Website Security Suggestion: Get rid of cruft! (script included)

Right: One of my pet hates is cruft on a production website.

Cruft is stuff - files - which has accumulated because nobody’s paying attention. Cruft includes sampleware. Developer experiments. Readmes. Sample configs. Backups of files which never get cleaned up. Just general accumulated stuff. It’s website navel lint. Hypertext hairballs.

Cruft. Has. No. Place. On. A. Production. Website!

Worst-case, it might actually expose security-sensitive information. (That's the worst type of cruft!).
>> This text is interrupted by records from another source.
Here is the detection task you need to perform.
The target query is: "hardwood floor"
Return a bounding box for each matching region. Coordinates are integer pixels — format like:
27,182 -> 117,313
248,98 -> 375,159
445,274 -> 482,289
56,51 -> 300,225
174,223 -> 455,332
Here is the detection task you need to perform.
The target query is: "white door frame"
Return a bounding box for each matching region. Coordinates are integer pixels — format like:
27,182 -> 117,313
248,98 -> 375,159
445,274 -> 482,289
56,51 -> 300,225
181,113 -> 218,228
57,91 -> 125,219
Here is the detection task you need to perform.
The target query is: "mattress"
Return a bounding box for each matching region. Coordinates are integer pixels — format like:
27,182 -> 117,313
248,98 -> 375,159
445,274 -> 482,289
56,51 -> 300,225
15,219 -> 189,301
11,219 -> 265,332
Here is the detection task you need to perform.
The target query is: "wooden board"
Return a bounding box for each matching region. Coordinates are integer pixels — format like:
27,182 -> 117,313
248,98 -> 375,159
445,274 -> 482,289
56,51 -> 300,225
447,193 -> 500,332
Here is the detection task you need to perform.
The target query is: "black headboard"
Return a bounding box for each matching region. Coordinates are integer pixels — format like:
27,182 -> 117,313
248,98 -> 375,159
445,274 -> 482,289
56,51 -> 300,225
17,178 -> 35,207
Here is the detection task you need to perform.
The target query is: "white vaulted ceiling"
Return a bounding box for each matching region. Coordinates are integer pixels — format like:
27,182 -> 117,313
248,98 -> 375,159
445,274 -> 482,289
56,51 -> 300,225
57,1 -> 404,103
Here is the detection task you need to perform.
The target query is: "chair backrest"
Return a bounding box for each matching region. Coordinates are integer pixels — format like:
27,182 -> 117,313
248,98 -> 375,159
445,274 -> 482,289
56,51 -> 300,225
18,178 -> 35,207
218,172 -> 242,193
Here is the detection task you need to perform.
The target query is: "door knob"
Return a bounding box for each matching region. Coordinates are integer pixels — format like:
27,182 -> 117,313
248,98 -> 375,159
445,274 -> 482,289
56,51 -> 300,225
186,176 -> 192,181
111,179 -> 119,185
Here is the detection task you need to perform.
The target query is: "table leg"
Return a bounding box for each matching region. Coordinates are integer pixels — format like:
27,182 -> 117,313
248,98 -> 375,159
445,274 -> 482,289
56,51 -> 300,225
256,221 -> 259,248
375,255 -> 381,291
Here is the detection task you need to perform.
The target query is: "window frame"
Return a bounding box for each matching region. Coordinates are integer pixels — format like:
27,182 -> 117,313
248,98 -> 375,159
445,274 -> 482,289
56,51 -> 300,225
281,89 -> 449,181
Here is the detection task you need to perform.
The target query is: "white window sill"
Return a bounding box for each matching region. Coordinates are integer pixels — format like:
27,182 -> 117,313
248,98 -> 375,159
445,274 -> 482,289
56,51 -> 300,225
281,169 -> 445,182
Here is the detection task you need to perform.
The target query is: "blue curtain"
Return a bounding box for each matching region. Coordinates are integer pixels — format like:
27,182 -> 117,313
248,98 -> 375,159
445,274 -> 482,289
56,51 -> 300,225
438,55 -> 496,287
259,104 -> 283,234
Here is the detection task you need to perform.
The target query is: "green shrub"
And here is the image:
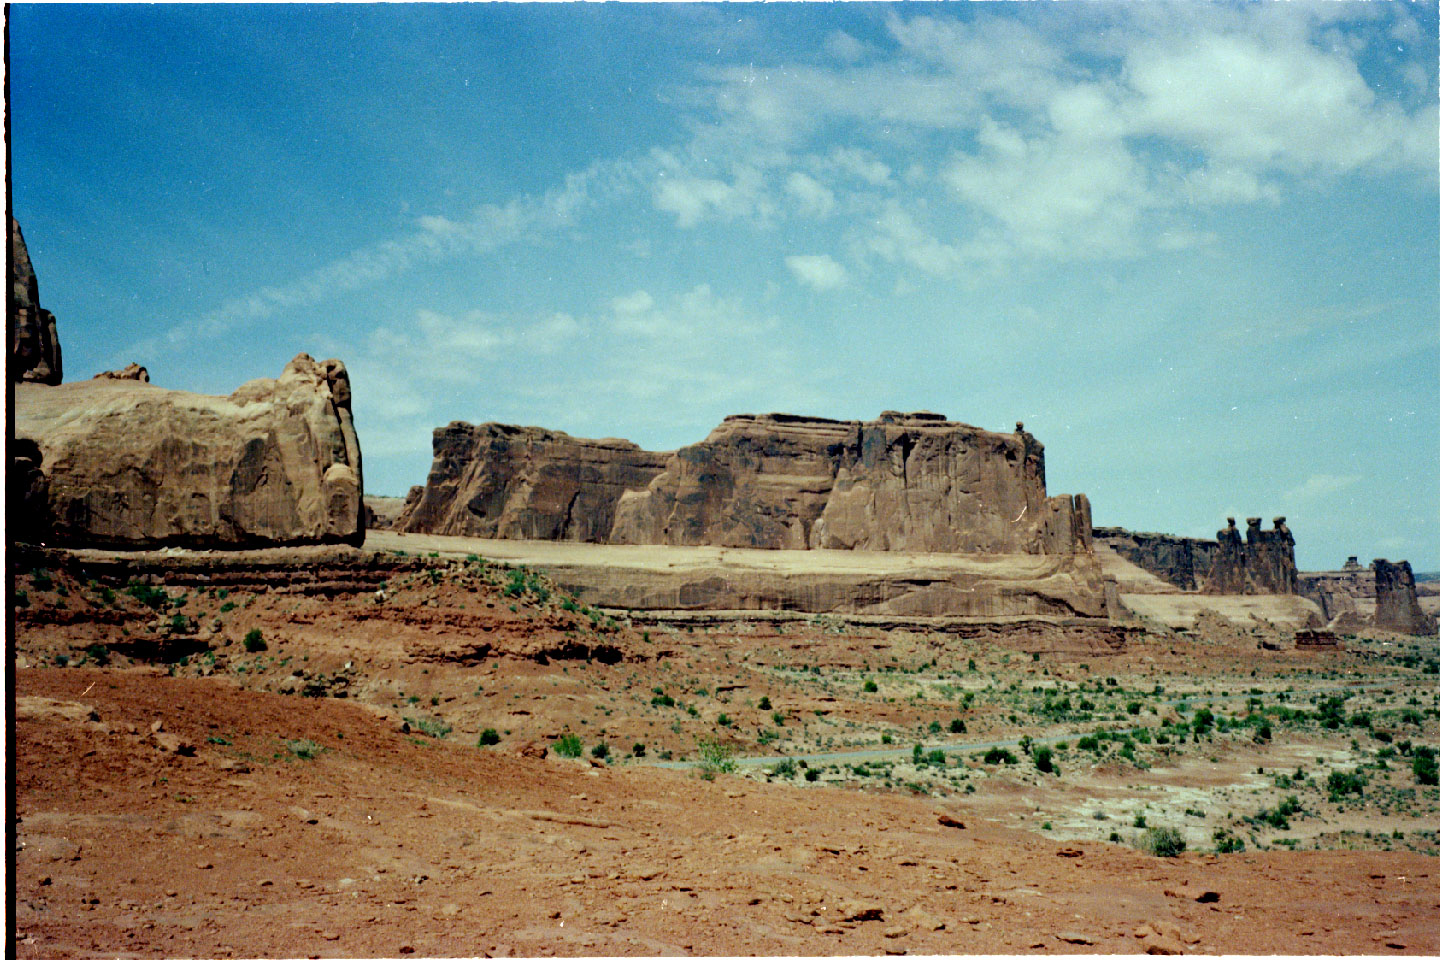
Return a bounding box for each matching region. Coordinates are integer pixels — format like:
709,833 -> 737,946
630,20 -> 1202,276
591,742 -> 609,759
769,758 -> 797,779
243,628 -> 267,652
949,718 -> 966,734
696,738 -> 736,778
478,728 -> 501,746
409,716 -> 452,739
1326,770 -> 1366,802
125,581 -> 170,610
1133,813 -> 1147,828
1213,829 -> 1245,854
984,747 -> 1018,765
1137,826 -> 1186,857
554,734 -> 583,758
804,767 -> 820,782
863,679 -> 878,693
1413,746 -> 1438,786
286,739 -> 322,760
1033,745 -> 1056,774
30,569 -> 54,591
757,696 -> 772,711
631,742 -> 646,757
1127,701 -> 1141,715
717,713 -> 732,727
169,613 -> 191,633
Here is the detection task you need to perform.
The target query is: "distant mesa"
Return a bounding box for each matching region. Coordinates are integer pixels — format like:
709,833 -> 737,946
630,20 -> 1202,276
398,412 -> 1092,557
1373,559 -> 1436,636
14,353 -> 364,550
1093,516 -> 1297,596
9,217 -> 63,385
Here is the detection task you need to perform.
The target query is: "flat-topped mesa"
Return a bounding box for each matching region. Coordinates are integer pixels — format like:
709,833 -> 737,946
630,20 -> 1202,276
9,216 -> 63,385
612,412 -> 1091,554
1373,559 -> 1437,636
14,353 -> 364,549
395,422 -> 671,541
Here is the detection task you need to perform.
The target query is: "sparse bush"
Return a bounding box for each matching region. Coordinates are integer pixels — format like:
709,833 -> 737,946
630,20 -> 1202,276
554,734 -> 583,758
591,742 -> 609,759
1213,829 -> 1245,854
1137,826 -> 1186,857
1133,813 -> 1147,828
286,739 -> 322,760
408,716 -> 452,739
717,713 -> 732,727
949,718 -> 966,734
804,767 -> 820,782
478,728 -> 501,746
1413,746 -> 1438,786
243,628 -> 267,652
696,738 -> 736,779
84,643 -> 111,666
757,696 -> 772,711
984,747 -> 1018,765
1326,770 -> 1366,802
769,758 -> 797,779
1033,745 -> 1056,774
125,581 -> 169,610
631,742 -> 646,758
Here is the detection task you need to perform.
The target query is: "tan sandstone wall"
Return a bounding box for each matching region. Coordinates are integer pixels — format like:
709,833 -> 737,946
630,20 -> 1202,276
14,354 -> 364,549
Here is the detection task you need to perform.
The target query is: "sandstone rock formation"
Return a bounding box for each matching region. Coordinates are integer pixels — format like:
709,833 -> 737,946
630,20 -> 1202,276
1092,527 -> 1217,591
399,412 -> 1093,556
14,354 -> 364,549
1298,563 -> 1375,623
9,217 -> 63,384
1200,517 -> 1298,594
362,496 -> 408,531
92,363 -> 149,382
612,413 -> 1091,555
1373,559 -> 1436,635
397,423 -> 670,540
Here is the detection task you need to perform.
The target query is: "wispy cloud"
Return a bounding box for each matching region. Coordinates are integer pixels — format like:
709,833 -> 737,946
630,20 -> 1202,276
785,253 -> 847,291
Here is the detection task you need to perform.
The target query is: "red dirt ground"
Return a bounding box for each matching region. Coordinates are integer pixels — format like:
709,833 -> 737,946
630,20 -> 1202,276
13,666 -> 1439,958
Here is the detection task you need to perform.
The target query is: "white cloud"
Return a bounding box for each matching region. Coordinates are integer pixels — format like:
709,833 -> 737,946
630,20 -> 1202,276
784,171 -> 835,217
611,290 -> 655,315
653,175 -> 744,228
1285,473 -> 1361,502
824,30 -> 867,64
863,203 -> 963,276
785,254 -> 847,291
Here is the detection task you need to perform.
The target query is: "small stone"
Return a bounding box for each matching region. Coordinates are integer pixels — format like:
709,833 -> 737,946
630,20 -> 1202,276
1057,932 -> 1094,945
196,862 -> 213,870
937,815 -> 965,829
884,926 -> 907,939
399,947 -> 415,955
257,879 -> 273,887
1195,891 -> 1219,903
150,720 -> 164,734
1056,847 -> 1083,858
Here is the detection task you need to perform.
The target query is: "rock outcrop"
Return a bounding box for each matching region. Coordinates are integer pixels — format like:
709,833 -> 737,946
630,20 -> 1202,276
9,217 -> 63,384
1373,559 -> 1436,635
397,423 -> 670,540
1092,527 -> 1217,591
612,413 -> 1090,554
399,412 -> 1093,556
92,363 -> 149,382
14,353 -> 364,549
1095,516 -> 1297,595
Want to find cruft? Well, easiest way to start is:

D:\WebContent> dir /s *.txt

That’s a good start. For every Readme.txt, add 10 points. For every web.config.txt, add 1000 points (why? That's a potentially huge problem - .config is blocked by Request Filtering by default (with certain exceptions), but .config.txt: no problem! Download away.)

If you score more than 10 points, you need to rethink your strategy.

  • There is no reason for files like readme.txt to exist within your production website
    • Okay, there’s one reason and that’s when you’re providing one you know about, and have vetted, for download.
      • I mean, obviously if the site is there to provide readme.txt s for apps people are downloading, great! But if it's the readme for some developer library which has been included wholesale, bad pussycat.
  • There is no reason for files like web.config.bak to exist within your production website.
    • Luckily, .bak files aren't servable with the default StaticFileHandler behaviour. But that doesn't mean an app (or * scriptmap...) can't be convinced to hand you one...
  • If you have web.config.bak.txt files, you’re asking for trouble.
    • Change your operational process. Don’t risk leaking usernames and passwords this way.

The Core Rationale

Web developers and site designers should be able to explain the presence of every single file on your website.

I don’t care if it’s IIS or Apache or nginx or SuperCoolNewTechnologyX… the developers should be responsible for every single file deployed to production.

And before the admins (Hi!) get smug and self-satisfied (you still can, you just need to check you’re not doing the next thing…), just check that when you deploy new versions of Site X, you’re not backing up the last version of Site X to a servable content area within the new version of Site X.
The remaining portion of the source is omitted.